My older buddies and I have begun our unit on the AVL by exploring appropriate middle school databases which are easily accessed by going to the AVL website and clicking student resources and middle school.  So far, we’ve only accessed the online encyclopedia.  However, the kids have really enjoyed searching to see what is and isn’t available through the online encyclopedia.


Over the next few weeks, we’ll be exploring several more of the available databases so if you get a chance, pop over to the AVL website and check it out.  There are even adult resources that might be of interest to our parents!

Scratching Out Code During Electives

Every year, our 6th, 7th, and 8th graders on the STAR hall get the chance to participate in a weekly electives schedule.  This year, the kids will rotate each nine weeks between technology, cooking, and photography.

This year, for technology, our kiddos are going to work on computer coding.  We’re starting our unit in SCRATCH, a simple block style format designed for kids ages 8-16.  Today, my 8th grade buddies created their SCRATCH accounts and begin working on their very first project.


“Dewey” Know How to Shelve Our Books???

This year, I’m trying something new!  I have taught kids how to use the Dewey Decimal system in the library for years.  For years, I’ve had kids that still need help finding a book in the library.  Of course I don’t mind helping but I want the kids to be able to find a book on their own.  Independence is the key!  So, this year, I’m trying something new.
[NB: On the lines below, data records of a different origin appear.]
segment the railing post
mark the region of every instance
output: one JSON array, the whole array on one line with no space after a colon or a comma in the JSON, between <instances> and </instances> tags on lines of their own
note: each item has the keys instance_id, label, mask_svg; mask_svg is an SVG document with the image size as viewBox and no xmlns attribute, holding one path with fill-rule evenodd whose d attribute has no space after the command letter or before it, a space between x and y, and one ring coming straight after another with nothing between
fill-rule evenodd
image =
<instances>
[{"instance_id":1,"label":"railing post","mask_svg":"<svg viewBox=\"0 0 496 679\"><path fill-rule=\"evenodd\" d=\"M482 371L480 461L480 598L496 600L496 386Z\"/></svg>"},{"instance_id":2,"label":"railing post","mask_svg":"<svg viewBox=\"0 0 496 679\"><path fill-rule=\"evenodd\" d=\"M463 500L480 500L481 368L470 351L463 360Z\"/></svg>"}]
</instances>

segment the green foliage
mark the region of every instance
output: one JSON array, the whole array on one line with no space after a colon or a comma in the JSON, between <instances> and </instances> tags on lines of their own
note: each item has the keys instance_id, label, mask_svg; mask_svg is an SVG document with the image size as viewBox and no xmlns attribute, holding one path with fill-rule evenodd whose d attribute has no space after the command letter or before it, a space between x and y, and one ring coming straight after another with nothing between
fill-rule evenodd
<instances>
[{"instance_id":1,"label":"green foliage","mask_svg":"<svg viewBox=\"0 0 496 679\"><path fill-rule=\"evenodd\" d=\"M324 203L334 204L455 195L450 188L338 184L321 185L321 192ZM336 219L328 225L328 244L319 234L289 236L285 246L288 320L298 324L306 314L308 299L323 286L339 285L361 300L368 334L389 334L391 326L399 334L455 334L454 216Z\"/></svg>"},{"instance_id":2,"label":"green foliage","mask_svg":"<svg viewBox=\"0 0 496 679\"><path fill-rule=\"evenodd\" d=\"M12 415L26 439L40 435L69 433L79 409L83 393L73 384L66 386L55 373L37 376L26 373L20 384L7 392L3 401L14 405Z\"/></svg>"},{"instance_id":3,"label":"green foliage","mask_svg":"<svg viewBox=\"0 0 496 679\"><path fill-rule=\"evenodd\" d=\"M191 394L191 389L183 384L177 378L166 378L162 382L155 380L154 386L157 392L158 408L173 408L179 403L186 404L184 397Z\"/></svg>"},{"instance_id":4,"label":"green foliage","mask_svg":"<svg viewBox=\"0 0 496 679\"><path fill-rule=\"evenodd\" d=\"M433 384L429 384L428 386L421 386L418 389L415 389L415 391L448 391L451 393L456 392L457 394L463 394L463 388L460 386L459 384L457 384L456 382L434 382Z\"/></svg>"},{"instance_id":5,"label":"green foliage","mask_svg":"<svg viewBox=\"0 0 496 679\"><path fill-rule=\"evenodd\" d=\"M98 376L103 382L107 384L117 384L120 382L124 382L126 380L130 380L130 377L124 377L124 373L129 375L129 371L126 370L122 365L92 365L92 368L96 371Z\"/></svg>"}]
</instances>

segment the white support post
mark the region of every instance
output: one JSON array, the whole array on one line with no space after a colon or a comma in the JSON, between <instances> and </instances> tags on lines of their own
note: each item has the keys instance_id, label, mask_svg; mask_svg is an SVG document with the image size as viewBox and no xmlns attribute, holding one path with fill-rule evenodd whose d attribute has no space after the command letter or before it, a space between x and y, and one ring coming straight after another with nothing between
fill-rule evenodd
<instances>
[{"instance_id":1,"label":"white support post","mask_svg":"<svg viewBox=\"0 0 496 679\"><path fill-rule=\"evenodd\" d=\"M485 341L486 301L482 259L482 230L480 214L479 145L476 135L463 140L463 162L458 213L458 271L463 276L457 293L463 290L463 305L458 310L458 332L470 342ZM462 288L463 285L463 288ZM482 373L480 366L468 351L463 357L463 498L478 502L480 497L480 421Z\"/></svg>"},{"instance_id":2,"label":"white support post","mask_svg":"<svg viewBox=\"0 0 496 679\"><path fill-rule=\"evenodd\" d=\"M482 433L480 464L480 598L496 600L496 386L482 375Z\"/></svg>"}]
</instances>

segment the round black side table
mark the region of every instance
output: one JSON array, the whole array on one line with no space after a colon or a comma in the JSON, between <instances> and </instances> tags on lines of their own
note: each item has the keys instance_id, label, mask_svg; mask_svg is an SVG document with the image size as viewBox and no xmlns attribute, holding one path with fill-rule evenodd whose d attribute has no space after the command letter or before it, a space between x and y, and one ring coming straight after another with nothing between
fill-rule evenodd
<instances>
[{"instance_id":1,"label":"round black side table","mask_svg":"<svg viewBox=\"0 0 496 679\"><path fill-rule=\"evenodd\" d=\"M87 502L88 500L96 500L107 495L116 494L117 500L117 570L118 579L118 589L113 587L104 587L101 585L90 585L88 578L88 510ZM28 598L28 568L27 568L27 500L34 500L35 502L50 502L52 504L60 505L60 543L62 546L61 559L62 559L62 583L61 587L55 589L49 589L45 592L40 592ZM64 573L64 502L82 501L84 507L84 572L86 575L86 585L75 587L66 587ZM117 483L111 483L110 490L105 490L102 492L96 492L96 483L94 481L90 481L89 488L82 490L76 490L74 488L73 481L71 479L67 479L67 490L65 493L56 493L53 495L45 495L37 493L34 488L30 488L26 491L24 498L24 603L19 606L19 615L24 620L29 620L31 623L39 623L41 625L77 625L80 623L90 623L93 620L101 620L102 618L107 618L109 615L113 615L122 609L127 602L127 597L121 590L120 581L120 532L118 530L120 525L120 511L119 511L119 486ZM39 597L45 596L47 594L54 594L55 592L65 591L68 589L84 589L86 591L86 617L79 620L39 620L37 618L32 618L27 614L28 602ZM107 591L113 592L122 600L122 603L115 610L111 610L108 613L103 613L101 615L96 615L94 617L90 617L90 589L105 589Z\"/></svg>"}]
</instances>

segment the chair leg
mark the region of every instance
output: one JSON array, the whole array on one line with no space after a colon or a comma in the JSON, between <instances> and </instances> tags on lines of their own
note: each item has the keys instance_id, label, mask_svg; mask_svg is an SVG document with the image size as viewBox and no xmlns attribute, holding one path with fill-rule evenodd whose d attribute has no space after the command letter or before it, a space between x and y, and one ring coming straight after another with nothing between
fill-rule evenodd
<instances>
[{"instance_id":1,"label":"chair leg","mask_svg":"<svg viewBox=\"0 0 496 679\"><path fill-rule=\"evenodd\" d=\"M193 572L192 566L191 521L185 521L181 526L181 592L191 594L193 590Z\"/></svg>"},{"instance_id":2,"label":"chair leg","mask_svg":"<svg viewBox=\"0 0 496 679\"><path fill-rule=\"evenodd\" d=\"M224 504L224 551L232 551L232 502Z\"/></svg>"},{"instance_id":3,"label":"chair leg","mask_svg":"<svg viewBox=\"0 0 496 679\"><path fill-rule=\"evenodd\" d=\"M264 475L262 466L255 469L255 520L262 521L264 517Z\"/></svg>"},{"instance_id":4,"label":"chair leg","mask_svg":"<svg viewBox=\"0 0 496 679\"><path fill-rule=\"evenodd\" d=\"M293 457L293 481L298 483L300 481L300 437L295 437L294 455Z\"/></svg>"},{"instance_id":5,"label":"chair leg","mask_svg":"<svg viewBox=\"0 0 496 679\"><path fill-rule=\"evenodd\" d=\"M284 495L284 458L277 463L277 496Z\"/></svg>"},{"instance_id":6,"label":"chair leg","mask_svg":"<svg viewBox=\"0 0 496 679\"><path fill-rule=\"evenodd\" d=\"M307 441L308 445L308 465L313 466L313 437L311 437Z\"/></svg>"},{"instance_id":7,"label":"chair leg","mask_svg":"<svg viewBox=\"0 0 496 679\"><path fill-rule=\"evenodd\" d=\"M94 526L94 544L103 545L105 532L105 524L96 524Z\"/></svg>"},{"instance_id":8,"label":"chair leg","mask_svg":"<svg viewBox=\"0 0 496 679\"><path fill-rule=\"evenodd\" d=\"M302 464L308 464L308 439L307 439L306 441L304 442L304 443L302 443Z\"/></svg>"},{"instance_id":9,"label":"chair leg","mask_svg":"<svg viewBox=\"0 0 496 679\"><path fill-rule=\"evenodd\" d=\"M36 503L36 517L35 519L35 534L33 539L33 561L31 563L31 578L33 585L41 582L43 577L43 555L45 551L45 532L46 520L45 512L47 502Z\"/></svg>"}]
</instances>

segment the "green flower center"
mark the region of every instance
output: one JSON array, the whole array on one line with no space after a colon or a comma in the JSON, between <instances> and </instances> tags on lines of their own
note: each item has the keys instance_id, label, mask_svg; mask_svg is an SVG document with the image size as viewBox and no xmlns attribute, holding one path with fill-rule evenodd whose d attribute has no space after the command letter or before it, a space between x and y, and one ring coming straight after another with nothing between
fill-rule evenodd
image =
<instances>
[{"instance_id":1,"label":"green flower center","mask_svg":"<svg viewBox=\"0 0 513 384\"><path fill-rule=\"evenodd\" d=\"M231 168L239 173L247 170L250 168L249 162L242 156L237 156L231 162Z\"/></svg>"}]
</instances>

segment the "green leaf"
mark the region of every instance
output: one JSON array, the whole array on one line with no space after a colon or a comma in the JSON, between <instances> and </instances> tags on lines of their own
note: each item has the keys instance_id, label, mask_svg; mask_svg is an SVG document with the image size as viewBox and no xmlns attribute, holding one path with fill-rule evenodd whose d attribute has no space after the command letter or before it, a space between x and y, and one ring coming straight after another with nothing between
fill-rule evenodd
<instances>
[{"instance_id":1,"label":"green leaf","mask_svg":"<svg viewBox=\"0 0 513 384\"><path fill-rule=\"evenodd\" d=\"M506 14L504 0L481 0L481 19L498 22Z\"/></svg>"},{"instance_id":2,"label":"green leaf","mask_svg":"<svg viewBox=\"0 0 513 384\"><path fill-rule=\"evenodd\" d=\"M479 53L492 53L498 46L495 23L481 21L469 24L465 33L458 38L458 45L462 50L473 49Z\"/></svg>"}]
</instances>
I used one of the first few library lessons to teach about the Dewey Decimal System and how to find a book in the library.  We practiced looking up books using our automation system and finding those books on the shelves.  And now, drumroll please…I am asking the kids to shelve their own books when they return them to the library.  And you know what, I’ve never had a group do a better job with remembering how to use the Dewey Decimal system.  Right now, the kids are in training.  They go to where they think their book belongs and I check to see if they are right. I’m amazed at how good the kids are getting at finding the right spot using their knowledge of the Dewey system!  And you know what?  If our kiddos can use this system in our library then they are going to be able to go on to much bigger libraries and do the exact same thing.  Like I said before, independence is key and our kids are on their way to being independent in the library!


The Five Finger Rule

Last week, my little buddies on the S.T.A.R. hall got to practice using the five finger rule to find a “just right” book.  This is a great way to find a book that isn’t too hard or too easy and it works in my library as well as other libraries and bookstores.  Basically it works like this.  When a student finds a book that they like they turn to any page in the book and start reading.  Every time they get to a word they don’t know, they hold up a finger.  At the end of the page they count how many fingers they are holding in the air.  If they have no fingers in the air then that book is probably too easy.  If they have between 1 and 4 fingers then the book is probably just right.  If they have five fingers in the air then that book is too difficult.  This is a really easy way for kids to look for a book that they’ll actually be able to read on their own.


Storytime Kickoff!

My friends on the ID hall are starting the year with a very special storytime read aloud.  Mr. Brad, one of my co-workers, brought me a great book that I’m reading to all of my buddies.  It’s called, “Grant the Jigsaw Giraffe:  Different is More.”  The book is about a special giraffe who thinks about his world in a different, unique way.  Using his own special talents and abilities, Grant learns to make eco-art which makes him well known across the world.

This book is super special primarily because it’s written and illustrated by a mother/son duo named Julie and Grant Manier.  Grant is an award winning artist and this story is about his life.  Grant is a young man with autism  who wants to deliver a message to the world that “different, is more!”

This week, we are reading this wonderful story and then completing a group art activity where we glue Grant’s puzzle piece “dots” onto his body.  In this way, hopefully Grant the giraffe can serve as a role model for the kiddos at our school.